I am a 33 year old woman with some sailing experience (but long ago!). I have wanted to crew a long trip my whole life and have never gone after that dream. I am finally in a place where I can actually leave everything with little consequence. Should I take a course? Will anyone want someone who knows very little aboard their boat? Where do I find courses and boats? Are there any courses that lead to getting aboard a boat as a crew member? Are there any courses that aren''t nights and weekends, so I can get through this course stuff full time? Help, please! email me at [email protected]


----------



## jack_patricia (May 20, 2001)

Hi, Kim...

You''ve got lots of choices so I''d suggest you refine your objective(s) a bit - IOW be picky and look more closely for what you really want out of a crewing experience. Prep for future offshore work? Just the one-time experience? So you can more comfortably crew in your local/regional waters as opportunities pop up? Refreshing your skills?Depending on what those goals look like, you''ll find options for any of those.

For a true ''cruising, offshore learning experience'' of the first caliber, check out John Neal/Amanda Swan''s ''real'' cruising berths - www.mahina.com. John is a true gentleman with 300,000+ offshore miles and a newer H-R 46 cutter. Amanda''s done it all, in the Big Leagues.

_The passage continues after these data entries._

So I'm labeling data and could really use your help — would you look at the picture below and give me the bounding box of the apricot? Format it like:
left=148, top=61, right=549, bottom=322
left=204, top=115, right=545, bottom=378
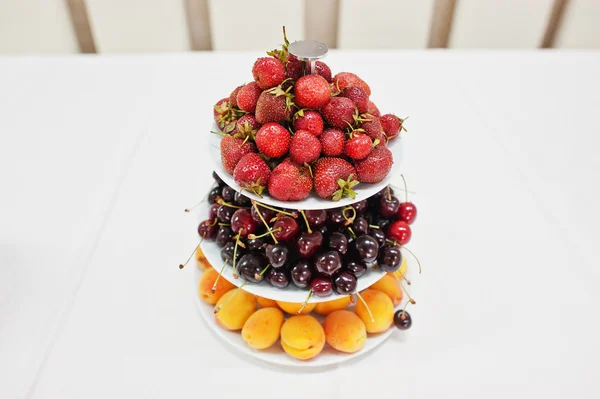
left=355, top=289, right=393, bottom=333
left=323, top=310, right=367, bottom=353
left=198, top=268, right=235, bottom=305
left=256, top=296, right=278, bottom=309
left=392, top=256, right=408, bottom=280
left=214, top=289, right=257, bottom=330
left=370, top=274, right=403, bottom=305
left=314, top=296, right=352, bottom=315
left=242, top=307, right=285, bottom=350
left=195, top=246, right=210, bottom=270
left=276, top=300, right=316, bottom=315
left=280, top=315, right=325, bottom=360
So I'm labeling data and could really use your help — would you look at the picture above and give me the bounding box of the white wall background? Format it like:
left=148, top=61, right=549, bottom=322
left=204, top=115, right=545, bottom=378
left=0, top=0, right=598, bottom=54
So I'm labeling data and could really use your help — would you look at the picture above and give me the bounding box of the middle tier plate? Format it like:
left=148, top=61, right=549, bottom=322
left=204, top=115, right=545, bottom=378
left=208, top=122, right=403, bottom=210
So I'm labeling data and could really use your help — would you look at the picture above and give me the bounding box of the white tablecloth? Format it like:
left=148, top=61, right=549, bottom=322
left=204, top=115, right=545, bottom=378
left=1, top=51, right=599, bottom=399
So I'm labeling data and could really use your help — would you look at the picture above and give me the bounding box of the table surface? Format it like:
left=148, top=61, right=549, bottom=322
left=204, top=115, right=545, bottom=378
left=1, top=50, right=599, bottom=399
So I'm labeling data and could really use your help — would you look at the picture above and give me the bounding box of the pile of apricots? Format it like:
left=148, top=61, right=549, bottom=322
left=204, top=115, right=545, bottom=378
left=195, top=247, right=409, bottom=360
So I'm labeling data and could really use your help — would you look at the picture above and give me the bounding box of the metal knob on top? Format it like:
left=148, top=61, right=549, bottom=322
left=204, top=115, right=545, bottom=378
left=288, top=40, right=328, bottom=75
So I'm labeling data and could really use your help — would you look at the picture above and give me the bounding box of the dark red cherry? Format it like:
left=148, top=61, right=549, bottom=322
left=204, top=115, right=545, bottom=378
left=266, top=267, right=291, bottom=289
left=296, top=231, right=324, bottom=258
left=352, top=217, right=369, bottom=236
left=355, top=235, right=379, bottom=263
left=398, top=202, right=417, bottom=225
left=305, top=209, right=327, bottom=228
left=246, top=236, right=267, bottom=251
left=234, top=192, right=251, bottom=206
left=328, top=232, right=348, bottom=254
left=291, top=260, right=313, bottom=288
left=208, top=203, right=219, bottom=221
left=217, top=205, right=235, bottom=223
left=221, top=186, right=235, bottom=202
left=376, top=217, right=391, bottom=231
left=216, top=225, right=233, bottom=247
left=333, top=271, right=357, bottom=294
left=352, top=199, right=368, bottom=214
left=327, top=208, right=345, bottom=225
left=231, top=208, right=258, bottom=236
left=394, top=310, right=412, bottom=330
left=208, top=187, right=221, bottom=204
left=387, top=220, right=412, bottom=245
left=344, top=258, right=367, bottom=278
left=220, top=241, right=244, bottom=264
left=377, top=244, right=402, bottom=272
left=251, top=205, right=274, bottom=223
left=212, top=171, right=225, bottom=186
left=315, top=250, right=342, bottom=276
left=379, top=195, right=400, bottom=217
left=237, top=253, right=268, bottom=283
left=265, top=243, right=289, bottom=268
left=273, top=216, right=299, bottom=241
left=368, top=228, right=386, bottom=247
left=310, top=276, right=333, bottom=297
left=198, top=220, right=217, bottom=240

To be considered for a range of crewing opportunities (and the ability to respond on a moment''s notice will increase them greatly), visit Offshore Cruising Opportunities - http://www.sailopo.com/main.htm

There are many opportunities which are driven more by local circumstances, so where you are will shape them measureably. E.g. Orange Coast College operates a large coastal and offshore educational sailing program of first caliber...but it''s most convenient to folks living in So California, of course. Charter operations move boats between winter & summer cruising grounds twice a year, and crewing opportunities on those can be repeated multiple times. Manufacturers move boats routinely as driven by sales and, if a truck can''t get there, the boat will go on its own bottom 90% of the time. Many local/regional areas have sailing programs sponsored by local JC''s, by YC''s, by city/county Recreational Depts. and so on. You usually won''t find info on them here but rather by doing some local research. And finally, look for networking venues, e.g. by taking a refresher USCG basic seamanship or sailing course or U.S. Power Squadron course - good learning coupled with meeting others who may or may not be totally new to boating.

Good luck on finding a good berth!

Jack


----------



## harvh (Mar 12, 2001)

Take two courses. Go learn how to sail a dinghie. Then go take a blue water course. The dinghie will teach you real seat of the pants sailing. The blue water course will teach you safety and tell you if you really want to take this on. I''m envious of your ability to swing this. Please go for it, I have the boat, but no time.


----------